There are days he just stops eating. He’s been talking to people for the last seven or eight months. There’s no one there but he’s having a spirited conversation. I can hear him when he has his afternoon siesta. He is welcoming someone in. ‘Hello, hello, come in and sit down how have you been?’ This is happening every day.

I’ve read the Tibetan Book of Living and Dying. Keep the environment serene, calm and loving so their passing can be serene too. All very nice advice but it neglects to mention the one who is doing all this for them, how do they stay serene?

He’s in a bad way. He can’t walk, except to shuffle between rooms. He demands a fat juicy steak every day which I supply and he takes maybe half a bite and leaves the rest then demands a fresh one the next day. It took my boy (son) more than 20 days to start to feel somewhere near normal after his battle with COVID-19. It’s a terrible thing to begin to resent someone just for being alive. I came to bury my father yet he’s ordering juicy steaks while my son was battling for breath. Let the dead bury the dead, said Jesus. Am I dead? I must be because I certainly don’t feel alive.

Ritual saves me from my own thoughts.
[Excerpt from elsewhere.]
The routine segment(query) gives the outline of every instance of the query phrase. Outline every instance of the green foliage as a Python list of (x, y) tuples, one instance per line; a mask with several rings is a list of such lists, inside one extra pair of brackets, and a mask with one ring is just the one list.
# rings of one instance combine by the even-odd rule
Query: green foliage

It’s Greek Orthodox Easter. The rituals of Easter are many and mostly to do with food. Ritual and it’s related foods offers the refuge from the surreal. During Holy Week one favourite food is octopus. I see a good large specimen at my regular fishmonger but decide to walk further down the street to see what another fishmonger has in stock. Right in front there’s a case full of smaller cephalopods. One glance reveals to me they are not the true octopus. Every fishmonger warns of buying the small ones with only one row of suckers on their short tentacles. ‘Don’t buy those!’ they warn. ‘They’re not as tasty and they take too much work to prepare. It’s not worth it.’
They’re called musk octopus and they’re 6€ a kilo. The big fellow up the street is 10€ a kilo. I already know that even though it’s almost double the price it will be five times as good so I turn my back on the musky ones and go back to buy the real one with long fat tentacles and double rows of suckers. It’s also the day of Lazarus. The Lazarinas can’t sing and dance
so Greek Facebook accounts are flooded with videos of past Saturdays of Lazarus. The Lazarinas are young women dressed in flower festooned traditional costumes to symbolise the double meaning, that of Spring, the rebirth of the Earth, and the rebirth of a man who had just died.

The Lazarinas fast in the lead up to their dance to be performed in the churchyards. My mother was a Lazarina when she was a girl. She said they could only break their fast for the duration of the pealing of the church bells before the call to come to church. She said the bell-ringers would draw out the chimes to last for many, many minutes to allow for extra mouthfuls of food.

On the way home to cook the octopus I passed one of the many greengrocers. The lady proprietor is named Margarita. She calls out to me, ‘How is your son?’
‘He is well!’ I surprise myself by repeating. It must still be reverberating in my heart. ‘He is well!’
She nods at me with a satisfied look on her face. ‘Of course he is. I prayed for him and I lit a candle for him.’

I left her smiling allowing her to believe she held sole responsibility for his healing. My little outing was beneficial. Grecian sunshine is kissing my cheek, my son is well. I feel alive again.